I cried because I didn’t know how to use a pipette. My high school hadn’t had any.
After my lab partner realized I had absolutely no clue what I was doing, she took the pipette out of my hands and completed the four-hour-long lab alone in silence. In retrospect, I cried afterwards not out of embarrassment, but the fact that I, someone who had always relished in, sought out, and thrived in spaces where I could prove others wrong, was paralyzed by how correct I believed her assessment of me was: a girl who was completely in over her head.
I hated calling home during this period. The same stubbornness I had inherited from my family clashed with their refusal to let their faith in me falter; it was virtually impossible to communicate that I wasn’t simply being hard on myself, that I was actually struggling.
(After listening to my frenetic, sleep-deprived ramblings mere hours before an Honors Chemistry midterm, my mom jokingly suggested I switch to law—“like her!” —and I bawled in a Max P study lounge.)
Even over the phone, I could hear the sheer belief that my family had (and continues to have) in me, how proud they were of their kochanie.
It crushed me then, and it occasionally crushes me now.
I initially hesitated to write this column because I continue to feel inadequately prepared to provide future low-income students advice on how to navigate UChicago’s academic and social landscapes. My perspective is also a privileged one, in that it fails to encompass the unique challenges incurred by members of UChicago’s first generation, low income, immigrant (FGLI) community who also walk this campus as people of color and/or first-generation students. But that very feeling of “incompleteness”—the dissonance between my desire to give nuanced words of wisdom and the simple fact that I’m only two quarters through the journey myself—is at the heart of my best piece of advice.
To the prospective students who are all too familiar with late nights spent pouring over FAFSA and CSS documents, with consoling your loved ones who mourn all they wish they could have provided, with the agonizing wait: I urge you all to remember during your time here that I am, and each of you are, perpetually unfinished.
I am everything left unfinished by my grandparents, who spent their entire young adulthoods with their eyes to the sky as airport employees in Poland and later took flight themselves, arriving in Michigan with 10 dollars. I am everything left unfinished by my mother when she became a single parent and dedicated her life to instilling within my two brothers and me a genuine love for education.

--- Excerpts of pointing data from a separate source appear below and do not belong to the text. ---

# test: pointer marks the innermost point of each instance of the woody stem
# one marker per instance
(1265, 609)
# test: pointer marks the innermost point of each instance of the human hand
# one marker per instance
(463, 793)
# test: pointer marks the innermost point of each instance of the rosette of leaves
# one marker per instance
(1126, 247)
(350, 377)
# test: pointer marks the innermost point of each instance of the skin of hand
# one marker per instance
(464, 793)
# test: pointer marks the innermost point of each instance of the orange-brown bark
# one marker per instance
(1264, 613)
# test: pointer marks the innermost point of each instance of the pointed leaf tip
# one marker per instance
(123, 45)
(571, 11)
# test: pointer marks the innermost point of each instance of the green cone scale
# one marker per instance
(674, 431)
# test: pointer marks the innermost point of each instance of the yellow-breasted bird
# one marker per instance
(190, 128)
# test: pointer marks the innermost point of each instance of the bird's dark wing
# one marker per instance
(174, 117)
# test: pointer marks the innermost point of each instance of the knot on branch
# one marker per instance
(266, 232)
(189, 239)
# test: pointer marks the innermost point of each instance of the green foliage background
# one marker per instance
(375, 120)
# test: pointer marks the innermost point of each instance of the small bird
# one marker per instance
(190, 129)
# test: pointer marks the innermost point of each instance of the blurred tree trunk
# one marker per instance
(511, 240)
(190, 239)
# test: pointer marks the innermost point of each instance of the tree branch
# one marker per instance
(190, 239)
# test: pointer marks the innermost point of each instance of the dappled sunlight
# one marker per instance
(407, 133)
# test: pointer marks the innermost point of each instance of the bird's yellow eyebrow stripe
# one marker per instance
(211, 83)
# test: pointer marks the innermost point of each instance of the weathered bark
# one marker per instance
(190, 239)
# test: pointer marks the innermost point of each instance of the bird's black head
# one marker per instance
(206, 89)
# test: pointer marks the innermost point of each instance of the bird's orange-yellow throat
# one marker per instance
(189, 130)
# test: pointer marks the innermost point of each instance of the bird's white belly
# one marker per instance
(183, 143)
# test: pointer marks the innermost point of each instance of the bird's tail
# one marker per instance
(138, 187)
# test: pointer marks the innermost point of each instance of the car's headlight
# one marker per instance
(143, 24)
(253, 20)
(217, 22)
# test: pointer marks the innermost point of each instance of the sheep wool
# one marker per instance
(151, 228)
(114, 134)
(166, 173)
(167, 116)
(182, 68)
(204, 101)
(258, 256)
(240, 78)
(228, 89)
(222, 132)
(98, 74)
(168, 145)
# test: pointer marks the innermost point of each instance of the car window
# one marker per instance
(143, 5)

I am the sum of everything left unfinished by those who believed in me despite my circumstances, so much so that they put their own lives on pause to support me as I worked to become who I am today.
From the moment you step foot on this campus, you must carry this gratitude with you like a torch. Your gratitude, and your constant knowledge of where and who you come from, is what will ultimately serve you more than anything else, even in the face of self-doubt, imposter syndrome, and others’ attempts to assess the validity of your place here. It is this gratitude that will also enable and empower you to advocate for yourself with grace, be it to other students or University administration itself. In doing so, conversations pertaining to your socioeconomic status will no longer leave you either continuously “on the defensive” or blind to the genuine investments others have in you.
You must also note that you are, fundamentally, a work in progress, working towards your own individual ambitions, hopes, and goals. You are not just the culmination of your loved ones’ wildest dreams—you are the culmination of your own.
Finally, many of you are your family’s “firsts.” The swell of pride this may give you when celebrating your admission may dissolve into fear, nerves, and confusion when confronted with the first few weeks of fall quarter, because your “firsthood” comes with your support network starting with you.
I am the first in my family, the youngest daughter in a family of low-income immigrants, to have to reconcile with being “the first.” That is where the anxiety lies, the being overwhelmed, but also the sheer and exciting vastness of where you may go.
And, while calling myself a “success story” feels all too much like a line out of a Humane Society ad, I would encourage those that share my same inability to know when enough is enough to search for little wins. I eventually learned how to use a pipette—so well, in fact, that I’ll be one of two TAs for a summer version of the same course I thought would devour me whole. I still email and occasionally grab lunch with the UChicago admissions representative who, knowing my economic status, enthusiastically told my 16-year-old self during my campus tour that Hyde Park was where I was meant to be.
At the end of the day, there are people who care about you here. You will meet them in the Center for College Student Success, at the FGLI student socials, and spaces where your socioeconomic status is never brought up or mentioned at all. Arriving to UChicago’s campus on its own is an act of great defiance in the face of others’ misconceptions, perceptions, and expectations of you—the onus is on you, over the next four years, to cultivate that same resistance through telling your story and allowing it to define you how you want it to.
Eva McCord is a first-year in the College.